There had been many times in Honor’s life when she wished for the size and power of her brothers, but never had she wanted that stature so savagely as she did now. It would have given her a great deal of satisfaction to hammer Jake Mallory between the cracks of the hardwood floor.
He knew it. He was watching her with a wariness that would have pleased her if she weren’t so furious.
“Well, at least you aren’t physically afraid of me”, he said after a moment. “You trust me that much.”
“A moron’s trust. How gratifying for you.”
The cool acid in Honor’s voice told Jake that five minutes wouldn’t be nearly enough to make her understand.
“If I had come to you”, he said roughly, “and told you that the Donovan clan was trying to frame me for what your beloved brother Kyle did and I needed you to prove that I was innocent, you would have slammed the door in my face.”
“Delightful thought.”
“Not for me. My company has been booted out of the Baltics and shit-listed in Russia. Unlike the Donovan brothers, I don’t have a vast family fortune to cushion my fall. I fight or I go under and stay there. I’m not going under.”
Honor looked at the grim lines of Jake’s face and didn’t doubt a word he said.
“I’d like to meet the man who gave you those scars”, she said. “I’d hire him on the spot.”
“They don’t post want ads in hell.”
There was nothing warm and reassuring about Jake’s eyes , at the moment. They were winter cold and as unforgiving as the hell he had just mentioned. She swallowed and wondered for the first time if she shouldn’t be afraid of him.
She wanted to be. It would make everything so much easier. But she wasn’t.
Rather distantly she wondered what the IQ of a moron really was. Probably close to absolute zero, if her own so-called brain was any guide – she was the one who had been babbling about love to a man who hated her brother. Her only, bitter, comfort was that Jake had been too busy screwing her
to listen.
“What would you have done in my place?” he demanded.
“My options would have been limited. I’m not as strong as you are. And I’m not a world-class liar.”
His hand tightened on Honor’s thigh. “I haven’t lied to you. Not in the way you mean.”
“Really? What way
do I
mean?”
“I didn’t make love to you in order to get to your brother”, Jake said bluntly.
“I believe you.”
He let out a long breath. “Thank God.”
“You didn’t make love to me, period”, she continued with
a thin smile.
“What would you call it?”
“Sex.”
“Whatever. As long as you know it didn’t have anything
to do with the Kyle mess.”
Honor stared at Jake and wondered which one of them was crazy. One of them had to be.

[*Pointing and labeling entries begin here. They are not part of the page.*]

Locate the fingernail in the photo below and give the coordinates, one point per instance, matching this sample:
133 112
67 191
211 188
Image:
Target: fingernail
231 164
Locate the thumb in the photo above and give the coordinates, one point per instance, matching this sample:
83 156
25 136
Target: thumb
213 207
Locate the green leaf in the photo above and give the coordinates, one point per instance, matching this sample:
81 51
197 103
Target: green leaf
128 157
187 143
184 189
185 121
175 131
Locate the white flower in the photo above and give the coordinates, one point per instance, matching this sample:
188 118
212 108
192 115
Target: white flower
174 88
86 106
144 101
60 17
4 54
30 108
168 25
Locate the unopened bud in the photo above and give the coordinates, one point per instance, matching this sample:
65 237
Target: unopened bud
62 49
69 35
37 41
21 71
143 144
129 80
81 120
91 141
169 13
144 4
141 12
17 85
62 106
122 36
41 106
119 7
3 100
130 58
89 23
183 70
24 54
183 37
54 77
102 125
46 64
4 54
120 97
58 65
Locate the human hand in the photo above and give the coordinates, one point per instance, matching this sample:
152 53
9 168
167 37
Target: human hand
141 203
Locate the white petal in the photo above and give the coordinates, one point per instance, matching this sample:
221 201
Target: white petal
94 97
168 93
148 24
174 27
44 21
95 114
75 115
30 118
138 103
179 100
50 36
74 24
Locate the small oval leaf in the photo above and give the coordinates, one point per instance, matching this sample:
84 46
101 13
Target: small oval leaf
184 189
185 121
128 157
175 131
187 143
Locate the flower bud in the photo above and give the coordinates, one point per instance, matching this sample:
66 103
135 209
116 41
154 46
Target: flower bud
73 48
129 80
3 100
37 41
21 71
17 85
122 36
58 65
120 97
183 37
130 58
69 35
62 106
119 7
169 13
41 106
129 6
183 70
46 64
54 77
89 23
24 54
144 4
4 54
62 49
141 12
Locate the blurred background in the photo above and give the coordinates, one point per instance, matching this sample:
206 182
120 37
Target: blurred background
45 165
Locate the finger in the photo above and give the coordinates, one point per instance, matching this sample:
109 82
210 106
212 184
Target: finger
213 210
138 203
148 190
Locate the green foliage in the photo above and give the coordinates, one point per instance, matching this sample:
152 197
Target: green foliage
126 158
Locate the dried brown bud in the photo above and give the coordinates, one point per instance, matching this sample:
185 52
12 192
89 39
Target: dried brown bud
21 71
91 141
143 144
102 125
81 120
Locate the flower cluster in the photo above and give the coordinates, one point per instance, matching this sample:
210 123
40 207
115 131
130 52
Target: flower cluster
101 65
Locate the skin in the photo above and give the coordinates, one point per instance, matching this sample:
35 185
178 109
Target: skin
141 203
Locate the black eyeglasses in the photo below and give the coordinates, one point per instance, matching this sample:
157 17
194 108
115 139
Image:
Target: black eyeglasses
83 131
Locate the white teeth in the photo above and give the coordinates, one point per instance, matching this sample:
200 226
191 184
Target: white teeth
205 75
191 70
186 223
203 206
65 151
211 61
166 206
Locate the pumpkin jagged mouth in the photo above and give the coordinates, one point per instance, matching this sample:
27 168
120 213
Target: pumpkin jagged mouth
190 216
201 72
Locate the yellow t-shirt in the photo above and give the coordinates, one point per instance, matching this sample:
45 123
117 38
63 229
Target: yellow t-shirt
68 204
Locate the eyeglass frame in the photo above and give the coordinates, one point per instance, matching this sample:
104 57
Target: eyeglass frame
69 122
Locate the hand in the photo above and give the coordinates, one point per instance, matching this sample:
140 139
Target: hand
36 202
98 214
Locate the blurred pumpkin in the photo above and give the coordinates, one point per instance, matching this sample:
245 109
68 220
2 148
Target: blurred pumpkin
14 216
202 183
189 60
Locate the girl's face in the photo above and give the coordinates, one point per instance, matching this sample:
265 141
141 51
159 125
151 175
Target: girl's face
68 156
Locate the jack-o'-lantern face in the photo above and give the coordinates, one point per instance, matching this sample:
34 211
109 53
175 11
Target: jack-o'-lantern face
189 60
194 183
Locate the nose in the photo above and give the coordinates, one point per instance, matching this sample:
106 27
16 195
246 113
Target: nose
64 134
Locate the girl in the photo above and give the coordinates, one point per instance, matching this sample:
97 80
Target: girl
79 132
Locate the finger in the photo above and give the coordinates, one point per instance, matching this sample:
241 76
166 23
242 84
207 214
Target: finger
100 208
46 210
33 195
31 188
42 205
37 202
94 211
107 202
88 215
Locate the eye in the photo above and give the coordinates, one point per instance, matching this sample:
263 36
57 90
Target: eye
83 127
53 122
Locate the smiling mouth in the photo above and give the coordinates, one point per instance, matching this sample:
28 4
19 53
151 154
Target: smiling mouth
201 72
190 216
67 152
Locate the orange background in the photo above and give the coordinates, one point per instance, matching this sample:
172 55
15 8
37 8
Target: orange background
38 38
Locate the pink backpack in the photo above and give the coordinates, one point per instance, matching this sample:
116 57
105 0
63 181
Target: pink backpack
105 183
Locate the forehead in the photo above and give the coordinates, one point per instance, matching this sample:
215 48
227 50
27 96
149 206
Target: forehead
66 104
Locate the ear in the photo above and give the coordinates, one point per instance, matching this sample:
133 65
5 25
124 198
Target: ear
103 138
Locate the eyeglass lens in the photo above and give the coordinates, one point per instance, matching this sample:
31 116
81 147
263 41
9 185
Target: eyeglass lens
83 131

“Let me get this straight”, she said. “You came to me
under false pretenses…”
“You hired me under false…”
“… and then you…”
“… pretenses”, he said, talking over her. “You didn’t want to learn how to…”
“… take
advantage
of my fear to crawl in bed
and…”
she continued relentlessly.
“… fish and you’re afraid of…”
“… then you have the balls to suggest that the sex and the Kyle mess have nothing…”
“… small boats and…”
“Stop yelling!”
“I’m not yelling.”
Jake’s breath came out in a rush that was also a disgusted curse. “This isn’t getting us anywhere.”
“On that we agree. Let go of me.”
“You’d rather finish this conversation on the floor?”
“There’s nothing to finish. It was finished when Archer told me who you were.”
“Just what did your brother tell you?”
“That I was a little fool and you could be Kyle’s killer.”
A stillness came over Jake.
For the first time, fear breathed a chill over Honor’s skin.
“Is that what you believe?” he asked softly.
She made a trapped, frustrated gesture. “I don’t believe Kyle is dead, so I could hardly believe you killed him, could I?”